El anuncio del presidente de Estados Unidos, Donald Trump, de reanudar las pruebas nucleares luego de más de tres décadas marca un giro preocupante en la política internacional. En un gesto que parece más simbólico que estratégico, el mandatario justificó su decisión aludiendo a las maniobras atómicas de Rusia y al supuesto desequilibrio que eso genera. Sin embargo, su resolución pone fin a un congelamiento histórico que, desde 1992, había mantenido a las grandes potencias lejos del terreno más peligroso de todos, el de la guerra nuclear.

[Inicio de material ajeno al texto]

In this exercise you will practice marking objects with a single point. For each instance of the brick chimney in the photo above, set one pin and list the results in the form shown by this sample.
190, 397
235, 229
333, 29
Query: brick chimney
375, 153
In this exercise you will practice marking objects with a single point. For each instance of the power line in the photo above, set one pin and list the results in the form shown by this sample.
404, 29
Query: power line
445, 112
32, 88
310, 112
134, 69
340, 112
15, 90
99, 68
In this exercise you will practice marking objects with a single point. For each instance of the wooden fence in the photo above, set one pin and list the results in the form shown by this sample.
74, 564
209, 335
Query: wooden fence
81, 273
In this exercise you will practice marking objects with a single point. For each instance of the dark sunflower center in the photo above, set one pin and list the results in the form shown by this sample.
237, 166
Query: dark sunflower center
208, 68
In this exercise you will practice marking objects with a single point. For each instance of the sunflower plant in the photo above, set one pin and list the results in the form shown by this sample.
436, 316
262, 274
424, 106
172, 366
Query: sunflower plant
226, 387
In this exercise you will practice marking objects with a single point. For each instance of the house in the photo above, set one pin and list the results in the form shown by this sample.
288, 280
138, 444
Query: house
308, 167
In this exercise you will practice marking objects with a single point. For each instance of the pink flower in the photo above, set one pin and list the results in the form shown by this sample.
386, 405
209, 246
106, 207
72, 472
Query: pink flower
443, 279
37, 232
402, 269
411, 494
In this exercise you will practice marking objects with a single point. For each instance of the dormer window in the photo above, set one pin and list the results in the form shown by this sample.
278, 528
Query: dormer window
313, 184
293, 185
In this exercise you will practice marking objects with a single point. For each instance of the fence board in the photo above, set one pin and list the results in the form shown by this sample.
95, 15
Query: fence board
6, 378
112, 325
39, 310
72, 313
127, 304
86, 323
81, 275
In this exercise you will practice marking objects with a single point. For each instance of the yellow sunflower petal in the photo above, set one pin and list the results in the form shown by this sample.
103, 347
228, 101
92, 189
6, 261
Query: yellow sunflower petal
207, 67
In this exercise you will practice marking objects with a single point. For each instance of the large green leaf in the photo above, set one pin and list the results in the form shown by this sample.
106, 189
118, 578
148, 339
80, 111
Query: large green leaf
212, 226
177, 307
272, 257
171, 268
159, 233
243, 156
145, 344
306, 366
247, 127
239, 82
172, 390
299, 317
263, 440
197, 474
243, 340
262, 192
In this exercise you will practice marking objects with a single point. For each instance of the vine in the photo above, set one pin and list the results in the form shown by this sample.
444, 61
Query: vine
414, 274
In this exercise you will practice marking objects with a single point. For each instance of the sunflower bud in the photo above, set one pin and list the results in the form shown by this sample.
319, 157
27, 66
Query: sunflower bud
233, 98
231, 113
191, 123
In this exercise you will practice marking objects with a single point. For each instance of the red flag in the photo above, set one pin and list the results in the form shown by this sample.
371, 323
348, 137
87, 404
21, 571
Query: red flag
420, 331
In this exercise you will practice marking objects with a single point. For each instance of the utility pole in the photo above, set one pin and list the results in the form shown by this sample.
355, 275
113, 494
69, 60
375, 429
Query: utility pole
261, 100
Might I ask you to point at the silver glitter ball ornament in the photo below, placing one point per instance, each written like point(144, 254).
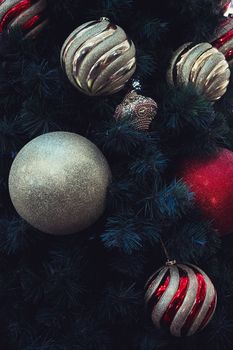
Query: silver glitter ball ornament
point(203, 66)
point(98, 58)
point(139, 109)
point(58, 183)
point(181, 298)
point(30, 16)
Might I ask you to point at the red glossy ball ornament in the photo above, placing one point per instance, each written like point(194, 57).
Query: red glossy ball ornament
point(29, 15)
point(181, 299)
point(211, 180)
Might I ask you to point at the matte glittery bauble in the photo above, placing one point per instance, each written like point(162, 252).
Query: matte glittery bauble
point(58, 183)
point(203, 66)
point(211, 180)
point(98, 58)
point(140, 109)
point(29, 15)
point(181, 299)
point(223, 40)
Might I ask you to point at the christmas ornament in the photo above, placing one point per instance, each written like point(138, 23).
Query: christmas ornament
point(29, 15)
point(140, 109)
point(98, 58)
point(223, 40)
point(201, 65)
point(211, 180)
point(181, 298)
point(58, 183)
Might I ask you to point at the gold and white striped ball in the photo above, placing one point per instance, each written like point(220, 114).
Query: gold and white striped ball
point(203, 66)
point(29, 15)
point(223, 40)
point(98, 58)
point(181, 299)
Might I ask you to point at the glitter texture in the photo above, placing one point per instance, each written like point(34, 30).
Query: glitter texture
point(212, 182)
point(29, 15)
point(201, 65)
point(58, 183)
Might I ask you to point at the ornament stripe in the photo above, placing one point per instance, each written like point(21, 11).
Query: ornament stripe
point(119, 76)
point(86, 33)
point(200, 297)
point(167, 296)
point(210, 295)
point(200, 63)
point(221, 41)
point(85, 49)
point(189, 300)
point(69, 41)
point(177, 300)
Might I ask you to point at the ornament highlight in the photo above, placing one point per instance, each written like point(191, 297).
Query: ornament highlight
point(211, 180)
point(140, 109)
point(181, 299)
point(203, 66)
point(29, 15)
point(58, 183)
point(223, 40)
point(98, 58)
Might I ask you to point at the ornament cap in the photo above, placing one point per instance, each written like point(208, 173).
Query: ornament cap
point(170, 262)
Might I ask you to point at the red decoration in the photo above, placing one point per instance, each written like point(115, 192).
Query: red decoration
point(27, 14)
point(223, 40)
point(212, 182)
point(181, 299)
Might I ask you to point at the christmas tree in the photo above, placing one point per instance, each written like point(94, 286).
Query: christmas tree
point(169, 182)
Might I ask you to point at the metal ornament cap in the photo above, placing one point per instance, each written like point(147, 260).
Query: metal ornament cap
point(29, 15)
point(98, 58)
point(58, 183)
point(181, 299)
point(203, 66)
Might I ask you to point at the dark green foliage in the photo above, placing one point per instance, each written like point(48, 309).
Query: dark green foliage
point(86, 292)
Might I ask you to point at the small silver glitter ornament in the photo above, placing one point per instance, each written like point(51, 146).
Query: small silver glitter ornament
point(181, 298)
point(140, 109)
point(98, 58)
point(58, 183)
point(30, 16)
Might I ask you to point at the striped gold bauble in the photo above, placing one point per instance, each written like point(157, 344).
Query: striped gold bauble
point(98, 58)
point(203, 66)
point(181, 299)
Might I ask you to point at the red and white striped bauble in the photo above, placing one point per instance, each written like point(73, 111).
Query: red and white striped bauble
point(29, 15)
point(181, 299)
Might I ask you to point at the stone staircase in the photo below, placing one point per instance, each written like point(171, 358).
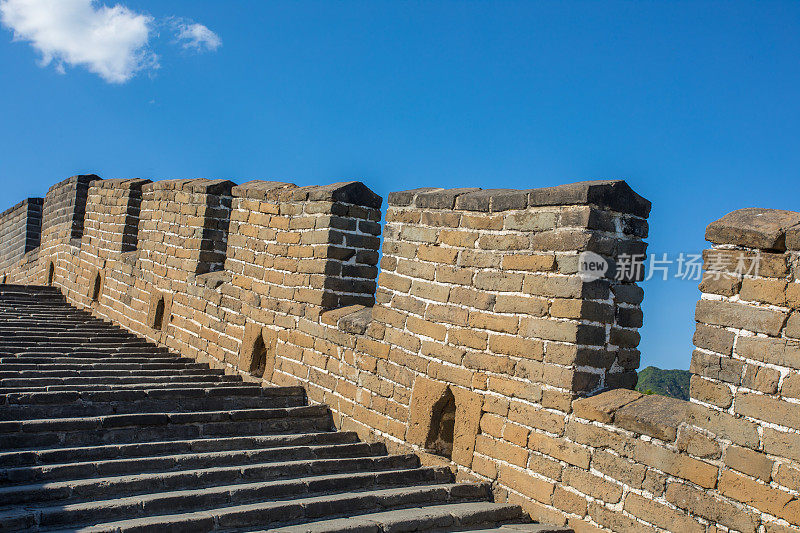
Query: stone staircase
point(103, 431)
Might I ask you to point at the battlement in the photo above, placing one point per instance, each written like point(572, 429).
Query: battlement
point(482, 344)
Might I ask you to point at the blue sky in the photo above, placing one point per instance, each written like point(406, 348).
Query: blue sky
point(695, 104)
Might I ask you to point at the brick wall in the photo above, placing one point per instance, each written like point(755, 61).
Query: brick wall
point(483, 346)
point(21, 228)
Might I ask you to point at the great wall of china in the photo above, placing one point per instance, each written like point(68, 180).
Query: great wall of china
point(472, 341)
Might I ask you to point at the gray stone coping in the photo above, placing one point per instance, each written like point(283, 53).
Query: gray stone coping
point(612, 194)
point(763, 229)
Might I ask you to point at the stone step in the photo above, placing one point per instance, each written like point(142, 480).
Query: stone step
point(238, 494)
point(263, 514)
point(168, 403)
point(117, 360)
point(102, 430)
point(453, 517)
point(74, 363)
point(41, 382)
point(93, 373)
point(48, 456)
point(140, 394)
point(26, 483)
point(234, 385)
point(526, 528)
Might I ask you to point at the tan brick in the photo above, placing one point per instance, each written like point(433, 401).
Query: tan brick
point(530, 262)
point(449, 314)
point(440, 218)
point(476, 340)
point(740, 431)
point(456, 275)
point(661, 515)
point(616, 521)
point(415, 269)
point(437, 254)
point(531, 220)
point(769, 291)
point(471, 298)
point(787, 476)
point(762, 407)
point(767, 264)
point(488, 362)
point(503, 324)
point(500, 449)
point(479, 259)
point(769, 350)
point(462, 239)
point(553, 286)
point(561, 449)
point(498, 281)
point(517, 346)
point(710, 392)
point(524, 483)
point(619, 468)
point(714, 283)
point(426, 328)
point(581, 309)
point(749, 462)
point(761, 378)
point(569, 501)
point(793, 325)
point(529, 415)
point(678, 465)
point(791, 386)
point(509, 303)
point(697, 444)
point(708, 506)
point(738, 315)
point(504, 242)
point(603, 406)
point(593, 485)
point(563, 331)
point(782, 444)
point(762, 497)
point(482, 222)
point(393, 282)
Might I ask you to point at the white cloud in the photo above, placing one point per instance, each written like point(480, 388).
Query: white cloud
point(196, 36)
point(109, 41)
point(113, 42)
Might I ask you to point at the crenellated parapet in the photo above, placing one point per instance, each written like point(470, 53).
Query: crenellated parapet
point(21, 228)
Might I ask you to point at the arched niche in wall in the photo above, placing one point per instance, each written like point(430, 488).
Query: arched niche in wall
point(159, 312)
point(95, 285)
point(441, 428)
point(444, 419)
point(257, 351)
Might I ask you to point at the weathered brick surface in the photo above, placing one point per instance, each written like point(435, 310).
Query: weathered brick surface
point(478, 297)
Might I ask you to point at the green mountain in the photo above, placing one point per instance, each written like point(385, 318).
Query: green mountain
point(674, 383)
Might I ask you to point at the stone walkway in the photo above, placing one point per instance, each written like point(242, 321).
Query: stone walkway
point(101, 430)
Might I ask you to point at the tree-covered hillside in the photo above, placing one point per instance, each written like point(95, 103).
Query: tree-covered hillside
point(673, 383)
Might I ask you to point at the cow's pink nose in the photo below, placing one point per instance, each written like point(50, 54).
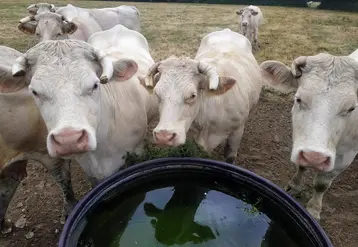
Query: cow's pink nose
point(164, 137)
point(69, 141)
point(314, 158)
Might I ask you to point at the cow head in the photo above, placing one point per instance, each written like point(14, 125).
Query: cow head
point(65, 82)
point(180, 85)
point(245, 17)
point(47, 26)
point(8, 83)
point(38, 8)
point(324, 104)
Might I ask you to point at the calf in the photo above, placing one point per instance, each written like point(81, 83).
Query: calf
point(52, 26)
point(324, 117)
point(93, 123)
point(211, 95)
point(250, 19)
point(22, 137)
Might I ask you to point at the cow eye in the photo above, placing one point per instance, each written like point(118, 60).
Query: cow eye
point(191, 98)
point(351, 109)
point(34, 93)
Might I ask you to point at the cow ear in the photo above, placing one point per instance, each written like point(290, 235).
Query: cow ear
point(27, 27)
point(124, 69)
point(9, 83)
point(69, 27)
point(225, 84)
point(278, 76)
point(239, 12)
point(32, 9)
point(253, 12)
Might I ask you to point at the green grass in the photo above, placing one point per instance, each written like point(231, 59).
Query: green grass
point(176, 29)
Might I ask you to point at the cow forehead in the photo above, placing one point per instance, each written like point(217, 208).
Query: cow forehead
point(178, 75)
point(76, 73)
point(324, 72)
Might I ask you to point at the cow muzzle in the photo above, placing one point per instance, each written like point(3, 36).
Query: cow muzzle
point(165, 138)
point(319, 161)
point(69, 141)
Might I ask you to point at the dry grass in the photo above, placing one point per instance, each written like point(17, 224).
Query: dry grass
point(178, 28)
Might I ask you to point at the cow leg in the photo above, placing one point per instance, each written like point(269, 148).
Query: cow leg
point(295, 186)
point(323, 181)
point(62, 174)
point(10, 179)
point(256, 31)
point(233, 145)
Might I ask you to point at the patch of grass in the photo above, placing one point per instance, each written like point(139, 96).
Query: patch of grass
point(177, 29)
point(189, 149)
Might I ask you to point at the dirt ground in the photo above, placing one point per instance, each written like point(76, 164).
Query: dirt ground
point(266, 144)
point(265, 150)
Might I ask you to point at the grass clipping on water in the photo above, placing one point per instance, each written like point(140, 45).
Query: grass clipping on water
point(189, 149)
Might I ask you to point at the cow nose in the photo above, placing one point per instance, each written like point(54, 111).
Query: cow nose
point(164, 137)
point(314, 158)
point(70, 140)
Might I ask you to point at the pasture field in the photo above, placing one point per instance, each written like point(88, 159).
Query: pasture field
point(176, 29)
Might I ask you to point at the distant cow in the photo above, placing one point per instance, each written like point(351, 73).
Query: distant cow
point(23, 137)
point(93, 123)
point(106, 18)
point(324, 117)
point(211, 95)
point(52, 26)
point(250, 19)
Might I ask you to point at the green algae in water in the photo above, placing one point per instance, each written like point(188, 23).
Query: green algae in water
point(183, 215)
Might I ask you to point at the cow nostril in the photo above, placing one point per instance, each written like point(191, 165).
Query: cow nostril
point(54, 140)
point(172, 137)
point(82, 137)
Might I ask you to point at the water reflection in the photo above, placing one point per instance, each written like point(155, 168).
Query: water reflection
point(183, 215)
point(175, 225)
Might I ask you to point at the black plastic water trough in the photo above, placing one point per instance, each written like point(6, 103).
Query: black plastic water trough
point(189, 202)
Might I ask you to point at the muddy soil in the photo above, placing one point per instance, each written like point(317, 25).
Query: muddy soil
point(265, 150)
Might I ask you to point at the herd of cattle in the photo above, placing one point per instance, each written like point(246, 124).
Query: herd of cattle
point(88, 90)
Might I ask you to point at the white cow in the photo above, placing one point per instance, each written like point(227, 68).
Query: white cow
point(53, 26)
point(324, 117)
point(250, 19)
point(94, 124)
point(107, 18)
point(38, 8)
point(22, 137)
point(211, 95)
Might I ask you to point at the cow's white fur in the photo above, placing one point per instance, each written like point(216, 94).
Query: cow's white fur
point(114, 116)
point(253, 16)
point(324, 115)
point(213, 119)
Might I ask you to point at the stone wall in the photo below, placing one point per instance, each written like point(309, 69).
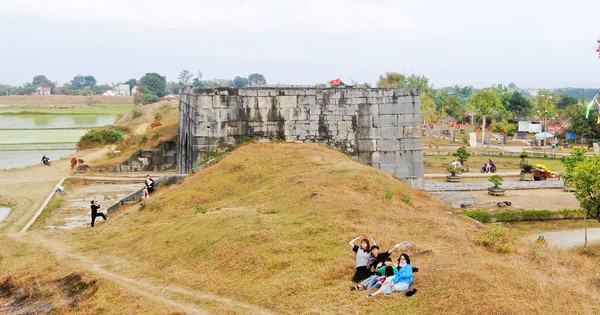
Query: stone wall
point(381, 127)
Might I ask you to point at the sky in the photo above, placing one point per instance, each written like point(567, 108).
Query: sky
point(532, 43)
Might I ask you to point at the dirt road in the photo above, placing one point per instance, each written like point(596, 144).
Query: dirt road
point(568, 239)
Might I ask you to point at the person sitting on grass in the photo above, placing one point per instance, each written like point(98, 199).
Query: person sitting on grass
point(148, 187)
point(378, 279)
point(401, 281)
point(363, 253)
point(376, 261)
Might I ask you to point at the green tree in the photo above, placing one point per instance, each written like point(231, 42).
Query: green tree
point(153, 83)
point(394, 80)
point(184, 77)
point(485, 103)
point(462, 154)
point(570, 162)
point(41, 80)
point(132, 83)
point(586, 179)
point(80, 81)
point(565, 101)
point(256, 79)
point(544, 105)
point(574, 117)
point(509, 129)
point(519, 106)
point(240, 82)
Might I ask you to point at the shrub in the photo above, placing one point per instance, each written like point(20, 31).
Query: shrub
point(496, 180)
point(390, 195)
point(527, 167)
point(407, 200)
point(136, 114)
point(497, 240)
point(97, 137)
point(150, 98)
point(481, 216)
point(462, 155)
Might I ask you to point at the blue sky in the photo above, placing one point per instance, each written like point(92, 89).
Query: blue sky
point(535, 43)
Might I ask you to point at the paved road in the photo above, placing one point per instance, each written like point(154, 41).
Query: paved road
point(568, 239)
point(546, 184)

La medida llega en un momento particularmente delicado. A pocos días del encuentro concretado con el líder chino Xi Jinping en Corea del Sur, el anuncio de Trump reaviva las tensiones globales y plantea interrogantes sobre el futuro de los tratados internacionales contra las armas de destrucción masiva. Pese a que el propio mandatario asegura preferir avanzar hacia la desnuclearización junto a Rusia y China, sus actos van en la dirección contraria.
Expertos de todo el mundo advierten que esta decisión podría detonar una nueva carrera armamentista, similar a la que caracterizó la Guerra Fría. En nombre de la ’seguridad nacional‘, los gobiernos podrían volver a justificar inversiones millonarias en armamento capaz de destruir el planeta varias veces. El costo no solo sería económico, sino también ético y ambiental. Las pruebas nucleares dejan heridas profundas en la Tierra y en la conciencia de la humanidad.
El fantasma de la guerra nuclear, que muchos creían exorcizado, vuelve a rondar. Sus sombras remiten a las tragedias de Hiroshima y Nagasaki en 1945, donde dos bombas estadounidenses acabaron con 246.000 vidas, y también a los desastres civiles de Chernóbil (1986) y Fukushima (2011), ejemplos del riesgo latente que encierra la energía atómica.
El mundo ha aprendido, a fuerza de dolor, que no hay victoria posible en un conflicto nuclear. La reanudación de las pruebas no representa fortaleza, sino retroceso. Cada ensayo que se realice en nombre del poder es un paso atrás en el camino hacia la paz y un recordatorio de la fragilidad humana ante su propia creación. Si la diplomacia no logra imponerse a la lógica del miedo, el siglo XXI podría revivir los peores capítulos del XX.